Pas une seule personne dans ma famille n'avait "ça". J'ai commencé à le qualifier de "ça" parce que je crois vraiment que c'est quelque chose en moi. Un passager clandestin qui ne devrait pas être là, mais qui vit à l'intérieur de moi. C'est un besoin, un désir d'être parfait; parfait sur les deux côtés.

En tant qu'adulte, je suis arrivé à un point où je ne peux pas vivre normalement. Je ne peux pas garder un emploi. Les femmes ne restent pas avec moi, parce qu'elles ne peuvent pas gérer ça. Honnêtement, je m'en fiche quand elles partent : elles sont désordonnées et rendent les choses difficiles.

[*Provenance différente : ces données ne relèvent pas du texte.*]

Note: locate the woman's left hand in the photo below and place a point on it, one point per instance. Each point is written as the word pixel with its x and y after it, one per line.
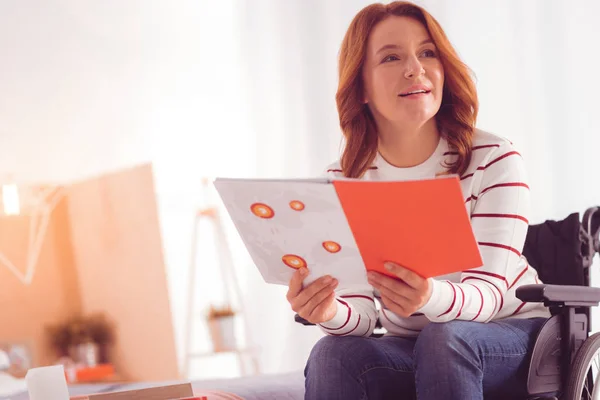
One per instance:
pixel 402 296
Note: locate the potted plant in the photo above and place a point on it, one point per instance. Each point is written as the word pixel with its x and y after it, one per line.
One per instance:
pixel 83 339
pixel 222 328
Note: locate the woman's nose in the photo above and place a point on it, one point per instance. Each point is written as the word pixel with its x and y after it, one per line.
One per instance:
pixel 413 68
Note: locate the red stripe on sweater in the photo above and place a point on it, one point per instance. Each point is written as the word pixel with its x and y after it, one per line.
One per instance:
pixel 469 271
pixel 495 287
pixel 484 146
pixel 357 296
pixel 347 318
pixel 480 308
pixel 519 276
pixel 482 168
pixel 507 184
pixel 453 300
pixel 368 327
pixel 510 153
pixel 500 246
pixel 339 170
pixel 513 216
pixel 463 303
pixel 518 309
pixel 347 333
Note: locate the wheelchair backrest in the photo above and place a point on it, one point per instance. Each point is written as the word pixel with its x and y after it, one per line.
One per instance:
pixel 562 251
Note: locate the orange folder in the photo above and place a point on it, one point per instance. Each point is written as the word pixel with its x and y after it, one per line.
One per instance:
pixel 422 225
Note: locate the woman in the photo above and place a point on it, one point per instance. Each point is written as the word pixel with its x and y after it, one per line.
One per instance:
pixel 407 108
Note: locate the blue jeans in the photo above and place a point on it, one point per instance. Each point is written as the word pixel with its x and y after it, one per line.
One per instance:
pixel 458 360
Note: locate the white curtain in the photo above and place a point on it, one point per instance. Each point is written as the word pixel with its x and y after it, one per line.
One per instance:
pixel 536 67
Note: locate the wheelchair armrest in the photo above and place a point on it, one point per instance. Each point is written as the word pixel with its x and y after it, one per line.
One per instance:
pixel 560 295
pixel 302 321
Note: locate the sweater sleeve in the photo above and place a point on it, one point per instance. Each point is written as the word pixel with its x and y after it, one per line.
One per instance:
pixel 499 219
pixel 356 313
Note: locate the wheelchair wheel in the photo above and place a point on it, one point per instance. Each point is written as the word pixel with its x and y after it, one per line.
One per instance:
pixel 583 378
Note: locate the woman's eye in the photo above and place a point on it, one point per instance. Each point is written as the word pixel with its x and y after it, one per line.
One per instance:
pixel 429 53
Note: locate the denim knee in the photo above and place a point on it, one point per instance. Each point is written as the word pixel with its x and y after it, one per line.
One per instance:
pixel 332 351
pixel 446 339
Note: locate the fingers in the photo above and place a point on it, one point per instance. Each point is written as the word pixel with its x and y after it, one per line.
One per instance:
pixel 412 279
pixel 321 309
pixel 394 307
pixel 380 281
pixel 397 297
pixel 319 301
pixel 295 285
pixel 305 295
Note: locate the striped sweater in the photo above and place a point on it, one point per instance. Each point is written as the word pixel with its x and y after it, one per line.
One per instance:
pixel 496 196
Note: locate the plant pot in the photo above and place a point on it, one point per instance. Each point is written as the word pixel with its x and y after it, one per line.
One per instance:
pixel 222 332
pixel 85 354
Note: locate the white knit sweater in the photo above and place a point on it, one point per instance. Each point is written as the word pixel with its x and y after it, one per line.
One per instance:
pixel 497 200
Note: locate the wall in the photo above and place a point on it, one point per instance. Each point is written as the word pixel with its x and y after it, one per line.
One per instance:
pixel 53 293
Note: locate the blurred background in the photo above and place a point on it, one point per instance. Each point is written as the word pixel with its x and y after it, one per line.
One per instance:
pixel 116 115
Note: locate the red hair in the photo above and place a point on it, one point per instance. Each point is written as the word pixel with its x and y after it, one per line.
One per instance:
pixel 455 118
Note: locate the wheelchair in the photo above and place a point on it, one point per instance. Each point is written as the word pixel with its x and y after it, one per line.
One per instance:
pixel 565 362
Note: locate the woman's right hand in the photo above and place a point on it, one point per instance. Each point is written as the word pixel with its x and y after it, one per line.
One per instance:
pixel 316 302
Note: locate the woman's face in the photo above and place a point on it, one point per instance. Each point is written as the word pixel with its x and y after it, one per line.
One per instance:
pixel 402 74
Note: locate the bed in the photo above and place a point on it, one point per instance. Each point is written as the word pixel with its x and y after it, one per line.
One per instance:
pixel 288 386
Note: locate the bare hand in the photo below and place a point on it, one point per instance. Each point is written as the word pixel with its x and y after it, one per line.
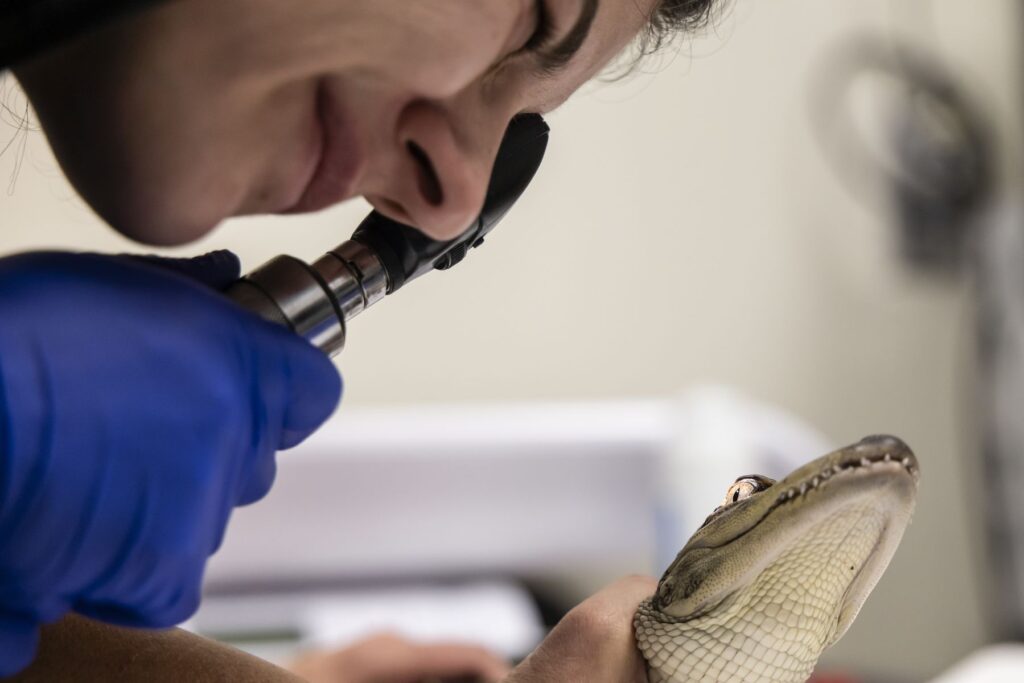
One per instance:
pixel 594 642
pixel 388 658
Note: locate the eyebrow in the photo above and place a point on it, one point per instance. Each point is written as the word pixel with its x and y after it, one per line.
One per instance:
pixel 555 58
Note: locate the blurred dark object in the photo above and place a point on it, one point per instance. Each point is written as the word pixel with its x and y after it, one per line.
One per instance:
pixel 999 285
pixel 892 119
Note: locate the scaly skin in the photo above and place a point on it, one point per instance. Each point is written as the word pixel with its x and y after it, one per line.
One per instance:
pixel 772 580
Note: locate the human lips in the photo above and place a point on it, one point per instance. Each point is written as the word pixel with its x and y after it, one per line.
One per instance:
pixel 340 158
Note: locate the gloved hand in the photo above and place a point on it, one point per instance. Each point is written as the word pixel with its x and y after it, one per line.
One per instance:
pixel 137 408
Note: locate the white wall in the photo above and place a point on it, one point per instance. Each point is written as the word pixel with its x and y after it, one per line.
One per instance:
pixel 685 227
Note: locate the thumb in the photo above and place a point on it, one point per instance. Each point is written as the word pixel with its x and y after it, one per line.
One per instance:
pixel 216 269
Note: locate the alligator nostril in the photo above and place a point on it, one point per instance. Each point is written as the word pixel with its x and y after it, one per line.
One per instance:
pixel 426 176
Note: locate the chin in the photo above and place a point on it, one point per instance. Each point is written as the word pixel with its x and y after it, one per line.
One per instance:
pixel 161 225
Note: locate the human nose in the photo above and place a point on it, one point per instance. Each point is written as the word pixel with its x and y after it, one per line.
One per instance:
pixel 443 169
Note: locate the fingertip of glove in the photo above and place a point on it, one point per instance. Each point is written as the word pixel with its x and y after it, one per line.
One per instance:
pixel 314 393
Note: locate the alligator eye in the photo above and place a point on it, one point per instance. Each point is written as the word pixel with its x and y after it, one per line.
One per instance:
pixel 743 487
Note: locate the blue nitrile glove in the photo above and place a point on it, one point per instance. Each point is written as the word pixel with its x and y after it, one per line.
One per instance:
pixel 137 408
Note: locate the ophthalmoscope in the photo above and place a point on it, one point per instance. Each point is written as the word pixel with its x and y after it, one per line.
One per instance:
pixel 316 300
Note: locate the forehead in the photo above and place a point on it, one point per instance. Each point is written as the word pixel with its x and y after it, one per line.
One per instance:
pixel 615 25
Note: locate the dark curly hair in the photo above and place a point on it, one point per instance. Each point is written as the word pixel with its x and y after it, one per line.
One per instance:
pixel 675 17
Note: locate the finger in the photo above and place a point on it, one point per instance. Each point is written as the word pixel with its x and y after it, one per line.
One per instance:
pixel 390 658
pixel 216 269
pixel 595 641
pixel 453 659
pixel 313 392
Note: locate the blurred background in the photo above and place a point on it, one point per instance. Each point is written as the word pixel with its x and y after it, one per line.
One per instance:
pixel 801 227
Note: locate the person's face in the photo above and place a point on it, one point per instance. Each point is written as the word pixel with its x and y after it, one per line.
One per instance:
pixel 175 119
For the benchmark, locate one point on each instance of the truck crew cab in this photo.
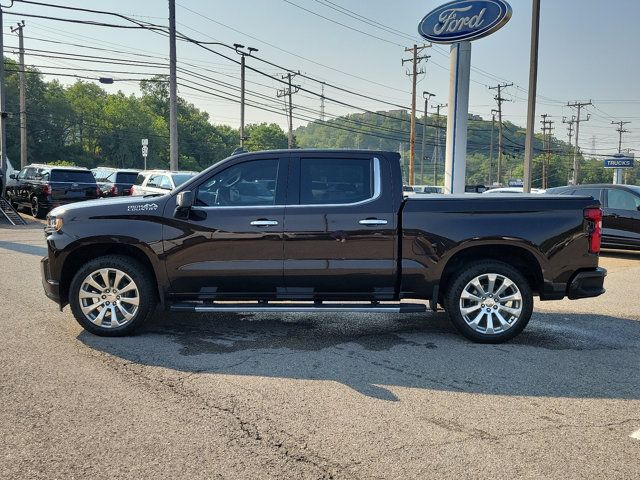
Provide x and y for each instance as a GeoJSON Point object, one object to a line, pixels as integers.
{"type": "Point", "coordinates": [319, 228]}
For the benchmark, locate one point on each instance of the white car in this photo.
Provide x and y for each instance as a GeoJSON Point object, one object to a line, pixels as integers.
{"type": "Point", "coordinates": [511, 190]}
{"type": "Point", "coordinates": [159, 181]}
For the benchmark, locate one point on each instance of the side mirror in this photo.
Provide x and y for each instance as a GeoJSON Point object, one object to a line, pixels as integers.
{"type": "Point", "coordinates": [184, 202]}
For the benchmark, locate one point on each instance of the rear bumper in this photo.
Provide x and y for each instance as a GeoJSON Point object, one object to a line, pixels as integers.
{"type": "Point", "coordinates": [587, 284]}
{"type": "Point", "coordinates": [51, 287]}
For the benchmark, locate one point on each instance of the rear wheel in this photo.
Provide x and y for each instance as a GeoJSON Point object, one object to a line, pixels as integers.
{"type": "Point", "coordinates": [36, 209]}
{"type": "Point", "coordinates": [489, 302]}
{"type": "Point", "coordinates": [111, 296]}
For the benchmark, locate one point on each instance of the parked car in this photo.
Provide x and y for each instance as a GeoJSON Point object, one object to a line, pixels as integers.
{"type": "Point", "coordinates": [43, 187]}
{"type": "Point", "coordinates": [621, 211]}
{"type": "Point", "coordinates": [428, 189]}
{"type": "Point", "coordinates": [159, 181]}
{"type": "Point", "coordinates": [511, 190]}
{"type": "Point", "coordinates": [115, 182]}
{"type": "Point", "coordinates": [325, 227]}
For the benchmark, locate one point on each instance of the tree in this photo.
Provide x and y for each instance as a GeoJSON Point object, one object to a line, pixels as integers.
{"type": "Point", "coordinates": [265, 136]}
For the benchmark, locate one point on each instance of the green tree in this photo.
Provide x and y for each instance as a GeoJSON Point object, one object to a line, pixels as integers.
{"type": "Point", "coordinates": [265, 136]}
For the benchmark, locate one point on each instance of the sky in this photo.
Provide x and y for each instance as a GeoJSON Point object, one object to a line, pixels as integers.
{"type": "Point", "coordinates": [588, 51]}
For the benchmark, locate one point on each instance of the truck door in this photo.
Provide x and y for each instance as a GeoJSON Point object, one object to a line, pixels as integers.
{"type": "Point", "coordinates": [231, 244]}
{"type": "Point", "coordinates": [340, 228]}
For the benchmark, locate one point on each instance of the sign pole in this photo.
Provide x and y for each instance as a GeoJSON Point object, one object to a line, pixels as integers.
{"type": "Point", "coordinates": [456, 149]}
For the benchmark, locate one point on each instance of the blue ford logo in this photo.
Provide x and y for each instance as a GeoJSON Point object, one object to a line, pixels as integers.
{"type": "Point", "coordinates": [464, 20]}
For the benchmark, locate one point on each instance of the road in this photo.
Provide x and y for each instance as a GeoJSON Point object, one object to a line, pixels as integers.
{"type": "Point", "coordinates": [317, 396]}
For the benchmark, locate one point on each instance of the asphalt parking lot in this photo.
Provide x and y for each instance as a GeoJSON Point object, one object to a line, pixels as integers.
{"type": "Point", "coordinates": [310, 396]}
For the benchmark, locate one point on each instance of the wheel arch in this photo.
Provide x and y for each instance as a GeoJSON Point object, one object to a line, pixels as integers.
{"type": "Point", "coordinates": [519, 257]}
{"type": "Point", "coordinates": [85, 253]}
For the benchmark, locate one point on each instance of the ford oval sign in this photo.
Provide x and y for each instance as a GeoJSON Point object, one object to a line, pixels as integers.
{"type": "Point", "coordinates": [464, 20]}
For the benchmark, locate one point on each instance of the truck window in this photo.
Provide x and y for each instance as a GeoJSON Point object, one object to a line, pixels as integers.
{"type": "Point", "coordinates": [621, 200]}
{"type": "Point", "coordinates": [250, 183]}
{"type": "Point", "coordinates": [74, 176]}
{"type": "Point", "coordinates": [335, 180]}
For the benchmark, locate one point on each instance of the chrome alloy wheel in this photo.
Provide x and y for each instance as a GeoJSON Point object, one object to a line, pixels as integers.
{"type": "Point", "coordinates": [491, 303]}
{"type": "Point", "coordinates": [109, 298]}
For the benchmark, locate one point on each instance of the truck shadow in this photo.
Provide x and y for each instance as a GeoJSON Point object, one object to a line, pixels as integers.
{"type": "Point", "coordinates": [558, 355]}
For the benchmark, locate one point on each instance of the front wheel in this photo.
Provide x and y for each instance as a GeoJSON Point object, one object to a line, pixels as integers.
{"type": "Point", "coordinates": [111, 296]}
{"type": "Point", "coordinates": [489, 302]}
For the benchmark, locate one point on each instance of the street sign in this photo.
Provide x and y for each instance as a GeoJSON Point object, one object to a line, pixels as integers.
{"type": "Point", "coordinates": [464, 20]}
{"type": "Point", "coordinates": [620, 160]}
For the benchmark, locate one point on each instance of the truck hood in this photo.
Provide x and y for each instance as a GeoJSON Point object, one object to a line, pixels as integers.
{"type": "Point", "coordinates": [117, 206]}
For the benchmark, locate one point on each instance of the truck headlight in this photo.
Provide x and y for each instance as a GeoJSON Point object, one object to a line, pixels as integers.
{"type": "Point", "coordinates": [54, 224]}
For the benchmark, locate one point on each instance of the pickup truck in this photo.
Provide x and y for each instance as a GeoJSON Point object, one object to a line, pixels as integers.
{"type": "Point", "coordinates": [318, 231]}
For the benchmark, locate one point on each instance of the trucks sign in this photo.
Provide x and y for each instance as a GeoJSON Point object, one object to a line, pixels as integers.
{"type": "Point", "coordinates": [619, 161]}
{"type": "Point", "coordinates": [463, 20]}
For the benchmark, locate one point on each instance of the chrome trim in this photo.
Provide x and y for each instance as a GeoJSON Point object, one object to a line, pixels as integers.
{"type": "Point", "coordinates": [264, 223]}
{"type": "Point", "coordinates": [336, 307]}
{"type": "Point", "coordinates": [372, 221]}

Elles roulent sur mon côté du lit au lieu de rester du leur. Elles laissent la vaisselle d'un côté de l'évier, mais pas de l'autre. Je ne peux plus travailler, alors quand elles partent pour la journée, je dois rester à la maison et tout ranger. C'est un soulagement quand elles partent pour de bon.

Ce sentiment ne dure jamais, pourtant. Finalement, ça revient et c'est quelque chose d'autre qui doit être arrangé. Vous vous demandez peut-être pourquoi je cherche des débuts de relations si je ne peux pas les supporter ? Et bien, il est difficile pour moi de dormir au milieu du lit, toute la nuit, sans bouger.

Outre le problème des relations, ma vie est à peu près en ordre. Je dis à peu près, parce qu'il y a un dernier problème qui doit être traité. Vous voyez, j'ai ce qu'on appelle heterochromia iridum, ou deux iris de couleurs différentes. Mon œil droit est bleu bleuet, mon œil gauche vert pâle.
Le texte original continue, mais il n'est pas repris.